Der zweite Satz sagt aus, daß jede Identität zwischen den \(K\) eine Folge von einfachen Identitäten ist, die drei gewissen Grundtypen angehören.
Drittens gelingt der Nachweis, daß man ein vollständiges System \(K_1, K_2,\dots\) stets so auswählen kann, daß die \(K\) projektive Invarianten des erweiterten Systems \(\Sigma\), \(\varphi^{(1)}=(XX), \varphi^{(2)}=(l'X)\) werden, woraus die Endlichkeit für das System der \(K\) folgt.
Gewisse Modifikationen treten ein, wenn man auf die ausschließliche Verwendung von gestrichelten Reihen verzichtet, und die \(f\) in der üblichen symbolischen Darstellung benutzt.

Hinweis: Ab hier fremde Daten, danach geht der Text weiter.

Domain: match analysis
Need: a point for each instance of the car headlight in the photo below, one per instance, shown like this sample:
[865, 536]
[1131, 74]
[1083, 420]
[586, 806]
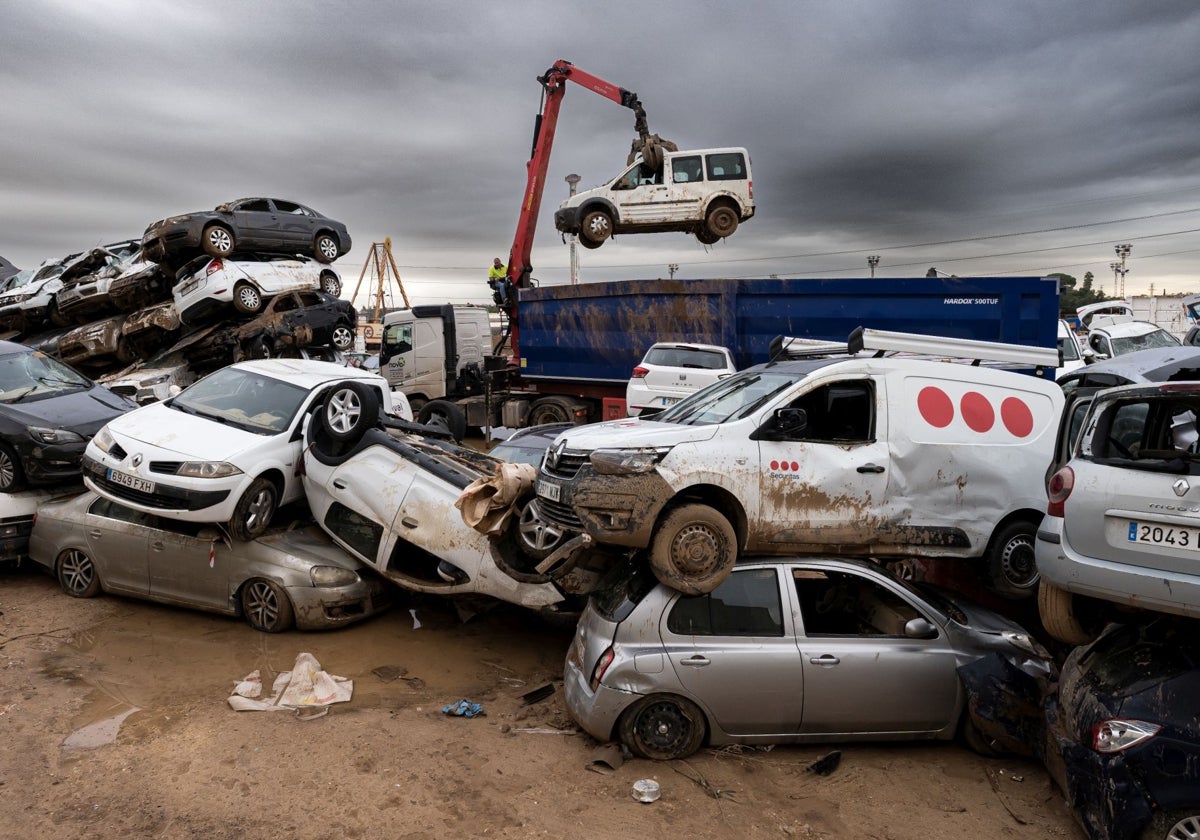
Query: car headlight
[627, 461]
[53, 436]
[103, 441]
[333, 576]
[207, 469]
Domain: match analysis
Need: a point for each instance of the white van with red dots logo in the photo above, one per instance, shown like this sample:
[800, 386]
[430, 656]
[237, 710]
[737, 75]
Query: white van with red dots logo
[862, 449]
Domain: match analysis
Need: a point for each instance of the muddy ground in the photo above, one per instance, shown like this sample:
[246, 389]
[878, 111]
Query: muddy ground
[115, 725]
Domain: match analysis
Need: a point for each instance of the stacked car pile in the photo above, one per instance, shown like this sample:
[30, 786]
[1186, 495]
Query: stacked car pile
[250, 279]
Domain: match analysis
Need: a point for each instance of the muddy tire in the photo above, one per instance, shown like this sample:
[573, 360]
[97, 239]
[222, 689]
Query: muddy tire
[217, 240]
[343, 337]
[663, 727]
[444, 414]
[595, 227]
[12, 475]
[721, 221]
[1060, 616]
[1012, 567]
[1176, 825]
[348, 412]
[694, 549]
[77, 574]
[265, 606]
[255, 509]
[324, 249]
[246, 299]
[331, 285]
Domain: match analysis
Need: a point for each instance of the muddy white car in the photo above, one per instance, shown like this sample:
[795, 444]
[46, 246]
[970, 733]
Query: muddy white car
[707, 192]
[225, 450]
[849, 454]
[388, 497]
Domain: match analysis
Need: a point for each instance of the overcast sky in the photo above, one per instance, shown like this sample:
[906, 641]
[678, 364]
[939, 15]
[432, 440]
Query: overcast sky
[1006, 138]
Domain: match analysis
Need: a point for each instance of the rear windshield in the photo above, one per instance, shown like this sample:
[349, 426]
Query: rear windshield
[685, 357]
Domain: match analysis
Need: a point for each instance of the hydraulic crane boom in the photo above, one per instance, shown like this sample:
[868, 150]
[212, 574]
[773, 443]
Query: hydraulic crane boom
[553, 84]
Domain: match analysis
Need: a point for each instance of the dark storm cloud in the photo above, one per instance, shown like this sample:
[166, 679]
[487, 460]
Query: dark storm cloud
[870, 125]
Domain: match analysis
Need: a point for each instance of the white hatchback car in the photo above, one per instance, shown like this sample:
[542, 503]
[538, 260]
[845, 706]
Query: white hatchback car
[672, 371]
[207, 285]
[226, 449]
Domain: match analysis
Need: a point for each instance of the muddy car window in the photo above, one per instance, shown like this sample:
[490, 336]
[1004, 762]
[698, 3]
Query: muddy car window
[837, 604]
[726, 167]
[748, 604]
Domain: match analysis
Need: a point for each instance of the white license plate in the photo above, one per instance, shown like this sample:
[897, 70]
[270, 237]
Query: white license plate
[131, 481]
[1173, 537]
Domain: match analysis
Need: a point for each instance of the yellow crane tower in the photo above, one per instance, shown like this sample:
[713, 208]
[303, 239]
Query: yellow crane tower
[382, 269]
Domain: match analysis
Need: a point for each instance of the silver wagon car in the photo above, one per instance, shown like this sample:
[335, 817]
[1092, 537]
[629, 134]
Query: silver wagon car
[281, 580]
[787, 651]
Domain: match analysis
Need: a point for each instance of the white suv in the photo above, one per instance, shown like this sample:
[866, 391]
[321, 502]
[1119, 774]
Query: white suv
[672, 371]
[707, 192]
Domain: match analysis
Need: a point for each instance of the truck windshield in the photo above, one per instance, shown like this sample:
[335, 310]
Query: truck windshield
[730, 399]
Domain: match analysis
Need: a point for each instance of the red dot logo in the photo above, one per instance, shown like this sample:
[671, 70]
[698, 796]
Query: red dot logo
[1017, 417]
[935, 407]
[977, 412]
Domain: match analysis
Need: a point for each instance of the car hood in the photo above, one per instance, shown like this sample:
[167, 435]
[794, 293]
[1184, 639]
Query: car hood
[83, 412]
[634, 432]
[192, 437]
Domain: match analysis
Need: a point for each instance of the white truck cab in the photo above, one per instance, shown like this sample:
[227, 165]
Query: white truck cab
[885, 456]
[707, 192]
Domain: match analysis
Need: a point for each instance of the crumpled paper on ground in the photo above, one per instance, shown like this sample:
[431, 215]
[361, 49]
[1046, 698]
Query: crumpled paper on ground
[304, 687]
[487, 502]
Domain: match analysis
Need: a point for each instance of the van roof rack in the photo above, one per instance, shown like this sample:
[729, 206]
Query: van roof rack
[879, 342]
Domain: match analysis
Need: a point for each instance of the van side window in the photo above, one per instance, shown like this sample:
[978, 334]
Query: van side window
[687, 169]
[726, 166]
[840, 412]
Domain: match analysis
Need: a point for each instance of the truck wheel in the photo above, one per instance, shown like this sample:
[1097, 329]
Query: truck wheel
[1060, 610]
[444, 414]
[694, 550]
[597, 227]
[1012, 567]
[551, 409]
[348, 412]
[721, 221]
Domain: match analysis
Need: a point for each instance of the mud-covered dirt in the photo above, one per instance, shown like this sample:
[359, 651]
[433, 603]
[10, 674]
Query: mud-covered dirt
[115, 725]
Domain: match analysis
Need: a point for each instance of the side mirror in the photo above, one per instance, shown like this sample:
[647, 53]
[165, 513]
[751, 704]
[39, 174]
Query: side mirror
[918, 628]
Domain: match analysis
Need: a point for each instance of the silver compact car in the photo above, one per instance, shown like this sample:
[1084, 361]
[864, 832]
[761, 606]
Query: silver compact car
[286, 579]
[1122, 523]
[790, 651]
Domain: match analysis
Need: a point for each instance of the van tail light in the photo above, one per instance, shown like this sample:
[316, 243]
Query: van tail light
[1117, 735]
[601, 666]
[1059, 491]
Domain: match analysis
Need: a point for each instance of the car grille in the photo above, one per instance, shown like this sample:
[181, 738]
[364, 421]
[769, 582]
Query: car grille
[568, 465]
[558, 514]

Das einschlägige Verfahren gestaltet sich aber bei wachsendem \(n\) immer umständlicher; für ternäre Grundformen erweist sich eine glatte Durchführung noch als möglich.
Das besondere Ergebnis ist die Tabelle der 18 Hauptinvarianten einer quadratischen ternären Grundform \(f\), bestehend aus 18 Bildungen: 3 Invarianten, 4 Kovarianten, 5 Kontravarianten und 6 Zwischenformen.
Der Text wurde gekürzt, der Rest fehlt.